Simon Zangerl

Personal information
- Full name: Simon Zangerl
- Date of birth: 28 January 1990 (age 35)
- Place of birth: Austria
- Height: 1.78 m (5 ft 10 in)
- Position(s): Striker

Team information
- Current team: Wattens
- Number: 29

Youth career
- 1996–2004: SV Landeck
- 2004–2008: AKA Tirol

Senior career*
- Years: Team / Apps / (Gls)
- 2008–2011: Wacker Innsbruck II / 34 / (11)
- 2011–2014: Wattens / 97 / (72)
- 2014–2015: Wacker Innsbruck / 18 / (1)
- 2014–2015: Wacker Innsbruck II / 6 / (5)
- 2015–2016: Wattens / 30 / (32)
- 2016–2017: Atlético Baleares / 16 / (1)
- 2017–: Wattens / 6 / (0)

= Simon Zangerl =

Austrian footballer

Simon Zangerl (born 28 January 1990) is an Austrian professional footballer who plays for Spanish club Wattens as a striker.

==Club career==
After representing SV Landeck and AKA Tirol as a youth, Zangerl's first professional club was FC Wacker Innsbruck's reserve team. On 27 January 2011 he moved to WSG Wattens, and scored an impressive mark of 29 goals in 30 matches during the 2013–14 campaign.

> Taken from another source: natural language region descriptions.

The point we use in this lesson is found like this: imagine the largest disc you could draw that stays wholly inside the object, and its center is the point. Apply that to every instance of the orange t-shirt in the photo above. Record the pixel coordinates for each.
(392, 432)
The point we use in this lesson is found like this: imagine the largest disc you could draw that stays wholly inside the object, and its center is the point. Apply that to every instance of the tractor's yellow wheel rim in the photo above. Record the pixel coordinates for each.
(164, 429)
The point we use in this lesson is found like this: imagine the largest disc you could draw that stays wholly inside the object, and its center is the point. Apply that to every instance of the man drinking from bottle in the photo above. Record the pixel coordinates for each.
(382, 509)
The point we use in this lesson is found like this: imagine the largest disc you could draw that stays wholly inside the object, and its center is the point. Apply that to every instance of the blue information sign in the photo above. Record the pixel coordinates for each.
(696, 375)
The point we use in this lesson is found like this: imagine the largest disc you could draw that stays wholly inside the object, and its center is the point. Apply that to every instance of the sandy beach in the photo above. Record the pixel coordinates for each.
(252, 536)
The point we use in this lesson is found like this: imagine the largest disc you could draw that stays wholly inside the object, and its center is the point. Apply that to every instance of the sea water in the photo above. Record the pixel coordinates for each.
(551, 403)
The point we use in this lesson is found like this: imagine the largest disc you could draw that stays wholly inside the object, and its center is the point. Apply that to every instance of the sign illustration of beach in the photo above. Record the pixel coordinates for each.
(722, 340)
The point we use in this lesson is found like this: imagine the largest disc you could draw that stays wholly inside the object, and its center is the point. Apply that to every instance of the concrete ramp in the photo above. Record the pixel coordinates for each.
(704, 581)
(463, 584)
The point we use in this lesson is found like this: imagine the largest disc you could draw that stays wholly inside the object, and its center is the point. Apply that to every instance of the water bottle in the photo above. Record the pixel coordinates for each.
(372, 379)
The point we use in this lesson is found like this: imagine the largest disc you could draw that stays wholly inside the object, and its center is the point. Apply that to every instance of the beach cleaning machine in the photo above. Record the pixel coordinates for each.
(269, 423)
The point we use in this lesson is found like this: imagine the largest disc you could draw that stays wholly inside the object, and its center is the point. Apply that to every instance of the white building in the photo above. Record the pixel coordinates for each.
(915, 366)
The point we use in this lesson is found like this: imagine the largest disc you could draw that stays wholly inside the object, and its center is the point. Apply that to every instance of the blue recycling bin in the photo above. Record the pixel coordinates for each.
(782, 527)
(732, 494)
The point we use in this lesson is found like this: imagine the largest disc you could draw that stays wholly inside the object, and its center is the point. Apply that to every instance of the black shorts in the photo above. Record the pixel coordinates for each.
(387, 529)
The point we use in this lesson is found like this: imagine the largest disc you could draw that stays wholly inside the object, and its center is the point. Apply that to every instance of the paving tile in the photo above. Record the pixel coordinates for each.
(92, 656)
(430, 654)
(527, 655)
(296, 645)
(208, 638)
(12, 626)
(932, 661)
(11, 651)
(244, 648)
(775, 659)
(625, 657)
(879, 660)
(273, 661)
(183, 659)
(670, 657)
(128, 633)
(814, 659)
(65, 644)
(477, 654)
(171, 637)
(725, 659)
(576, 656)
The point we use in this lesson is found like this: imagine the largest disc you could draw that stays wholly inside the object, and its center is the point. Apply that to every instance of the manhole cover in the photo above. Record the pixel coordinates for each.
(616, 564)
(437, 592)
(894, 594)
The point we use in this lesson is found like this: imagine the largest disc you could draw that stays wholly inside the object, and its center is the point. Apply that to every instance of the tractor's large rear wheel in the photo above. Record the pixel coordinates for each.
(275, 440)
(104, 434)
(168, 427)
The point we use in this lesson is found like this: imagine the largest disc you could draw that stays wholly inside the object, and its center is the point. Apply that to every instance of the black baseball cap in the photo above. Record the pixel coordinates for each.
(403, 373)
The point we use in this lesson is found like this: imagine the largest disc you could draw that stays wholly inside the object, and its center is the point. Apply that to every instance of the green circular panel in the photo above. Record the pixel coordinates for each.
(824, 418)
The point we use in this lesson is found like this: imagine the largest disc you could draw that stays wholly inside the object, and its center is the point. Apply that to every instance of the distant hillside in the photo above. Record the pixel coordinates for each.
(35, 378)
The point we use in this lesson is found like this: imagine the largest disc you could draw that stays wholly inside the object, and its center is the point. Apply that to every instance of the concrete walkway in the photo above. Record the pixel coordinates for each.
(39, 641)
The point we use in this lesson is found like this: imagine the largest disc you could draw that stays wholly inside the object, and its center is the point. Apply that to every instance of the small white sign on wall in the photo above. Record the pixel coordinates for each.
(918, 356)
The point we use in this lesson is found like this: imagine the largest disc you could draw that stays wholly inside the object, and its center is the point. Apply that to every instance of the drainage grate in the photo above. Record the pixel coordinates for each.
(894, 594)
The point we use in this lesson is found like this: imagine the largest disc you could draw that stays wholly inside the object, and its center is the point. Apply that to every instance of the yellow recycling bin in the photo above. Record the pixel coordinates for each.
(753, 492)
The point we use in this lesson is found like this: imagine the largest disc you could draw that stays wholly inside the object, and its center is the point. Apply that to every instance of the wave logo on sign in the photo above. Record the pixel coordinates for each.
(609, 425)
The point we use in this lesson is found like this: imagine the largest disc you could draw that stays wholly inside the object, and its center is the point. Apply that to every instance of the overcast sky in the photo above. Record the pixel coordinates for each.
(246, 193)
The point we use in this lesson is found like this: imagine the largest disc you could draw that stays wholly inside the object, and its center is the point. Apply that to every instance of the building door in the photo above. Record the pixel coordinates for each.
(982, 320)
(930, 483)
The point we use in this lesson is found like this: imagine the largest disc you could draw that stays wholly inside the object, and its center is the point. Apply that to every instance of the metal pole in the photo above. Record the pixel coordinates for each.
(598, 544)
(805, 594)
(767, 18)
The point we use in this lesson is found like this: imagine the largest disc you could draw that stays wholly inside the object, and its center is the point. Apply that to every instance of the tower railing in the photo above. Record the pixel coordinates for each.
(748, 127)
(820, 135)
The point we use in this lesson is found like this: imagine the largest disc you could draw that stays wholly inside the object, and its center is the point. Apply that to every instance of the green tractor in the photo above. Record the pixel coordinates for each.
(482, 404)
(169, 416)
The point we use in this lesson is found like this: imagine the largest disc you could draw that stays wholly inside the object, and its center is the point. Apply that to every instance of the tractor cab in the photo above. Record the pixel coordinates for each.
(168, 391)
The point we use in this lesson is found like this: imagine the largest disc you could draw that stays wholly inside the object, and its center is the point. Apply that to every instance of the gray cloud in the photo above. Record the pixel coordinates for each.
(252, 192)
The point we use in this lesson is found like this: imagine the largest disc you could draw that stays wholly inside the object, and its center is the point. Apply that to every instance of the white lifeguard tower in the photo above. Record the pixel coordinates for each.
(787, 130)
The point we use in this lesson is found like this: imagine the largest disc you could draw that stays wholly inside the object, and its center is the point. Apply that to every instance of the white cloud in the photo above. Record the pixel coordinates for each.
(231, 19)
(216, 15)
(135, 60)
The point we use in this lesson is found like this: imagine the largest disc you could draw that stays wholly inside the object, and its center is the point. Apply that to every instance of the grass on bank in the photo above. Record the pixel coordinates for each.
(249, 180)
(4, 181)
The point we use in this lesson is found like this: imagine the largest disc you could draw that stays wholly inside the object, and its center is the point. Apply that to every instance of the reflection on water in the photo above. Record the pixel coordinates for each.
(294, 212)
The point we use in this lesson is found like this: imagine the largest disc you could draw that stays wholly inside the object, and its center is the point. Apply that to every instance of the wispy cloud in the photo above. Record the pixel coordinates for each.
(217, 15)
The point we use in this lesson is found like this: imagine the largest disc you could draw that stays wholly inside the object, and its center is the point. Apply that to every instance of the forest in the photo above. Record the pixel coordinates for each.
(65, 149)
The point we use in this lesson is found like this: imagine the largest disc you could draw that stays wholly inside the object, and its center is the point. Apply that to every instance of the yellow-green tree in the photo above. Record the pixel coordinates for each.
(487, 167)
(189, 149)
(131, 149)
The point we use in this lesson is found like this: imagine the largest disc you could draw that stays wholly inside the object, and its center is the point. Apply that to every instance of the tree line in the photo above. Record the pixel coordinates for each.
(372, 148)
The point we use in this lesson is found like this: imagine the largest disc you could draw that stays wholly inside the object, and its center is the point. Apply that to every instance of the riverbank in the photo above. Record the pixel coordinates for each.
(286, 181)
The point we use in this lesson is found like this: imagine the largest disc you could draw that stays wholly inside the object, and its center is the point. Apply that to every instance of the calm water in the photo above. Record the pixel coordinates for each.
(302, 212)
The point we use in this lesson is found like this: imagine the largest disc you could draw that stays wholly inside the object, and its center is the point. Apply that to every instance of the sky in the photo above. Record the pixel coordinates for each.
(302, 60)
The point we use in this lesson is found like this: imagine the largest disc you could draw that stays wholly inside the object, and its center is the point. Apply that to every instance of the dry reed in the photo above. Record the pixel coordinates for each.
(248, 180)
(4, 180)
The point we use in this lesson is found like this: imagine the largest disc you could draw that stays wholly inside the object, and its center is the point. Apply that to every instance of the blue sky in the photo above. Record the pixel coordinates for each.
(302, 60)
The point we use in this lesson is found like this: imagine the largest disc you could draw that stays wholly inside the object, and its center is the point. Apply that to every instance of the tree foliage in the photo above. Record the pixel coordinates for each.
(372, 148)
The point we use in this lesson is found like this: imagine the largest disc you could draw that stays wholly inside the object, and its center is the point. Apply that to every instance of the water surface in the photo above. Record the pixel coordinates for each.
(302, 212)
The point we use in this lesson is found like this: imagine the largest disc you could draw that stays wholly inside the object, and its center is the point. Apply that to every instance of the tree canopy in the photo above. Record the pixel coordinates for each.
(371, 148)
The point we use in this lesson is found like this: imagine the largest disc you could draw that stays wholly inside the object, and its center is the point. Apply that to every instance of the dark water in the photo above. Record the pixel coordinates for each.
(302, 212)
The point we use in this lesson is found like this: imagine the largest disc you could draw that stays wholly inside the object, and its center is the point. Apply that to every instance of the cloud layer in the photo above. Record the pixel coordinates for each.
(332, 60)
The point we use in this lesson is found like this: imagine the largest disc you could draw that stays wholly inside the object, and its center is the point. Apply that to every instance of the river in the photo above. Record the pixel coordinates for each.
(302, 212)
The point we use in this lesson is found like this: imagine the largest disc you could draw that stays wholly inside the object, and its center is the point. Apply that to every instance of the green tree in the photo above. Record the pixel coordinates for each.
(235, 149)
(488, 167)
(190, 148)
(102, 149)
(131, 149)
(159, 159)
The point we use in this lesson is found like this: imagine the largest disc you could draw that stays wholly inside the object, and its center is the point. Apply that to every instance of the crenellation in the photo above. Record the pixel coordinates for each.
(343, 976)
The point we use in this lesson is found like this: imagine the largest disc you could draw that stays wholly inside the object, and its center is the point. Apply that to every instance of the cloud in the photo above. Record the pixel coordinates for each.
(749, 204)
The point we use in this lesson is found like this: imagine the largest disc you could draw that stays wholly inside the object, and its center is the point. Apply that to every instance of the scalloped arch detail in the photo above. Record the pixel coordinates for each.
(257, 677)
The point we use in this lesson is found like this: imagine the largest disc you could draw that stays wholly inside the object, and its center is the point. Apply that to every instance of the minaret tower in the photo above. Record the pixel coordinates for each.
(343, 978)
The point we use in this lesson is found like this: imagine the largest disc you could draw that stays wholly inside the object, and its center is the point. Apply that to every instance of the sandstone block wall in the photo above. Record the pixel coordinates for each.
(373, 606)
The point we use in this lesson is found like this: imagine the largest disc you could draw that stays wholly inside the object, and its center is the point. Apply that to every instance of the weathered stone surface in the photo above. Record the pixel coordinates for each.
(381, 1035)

On 30 May 2014, Zangerl returned to Wacker, now to the first team in Austrian Football First League. He played his first match as a professional on 25 July, coming on as a second half substitute for Thomas Hirschhofer in a 1–2 home loss against SC Austria Lustenau; he scored his first (and only) goal for the senior side on 19 September, in a 1–1 draw at the same opponent.

Zangerl returned to Wattens on 29 June 2015, and scored a career-best 32 goals in 30 matches. Exactly one year later he signed a two-year contract with Spanish Segunda División B club CD Atlético Baleares.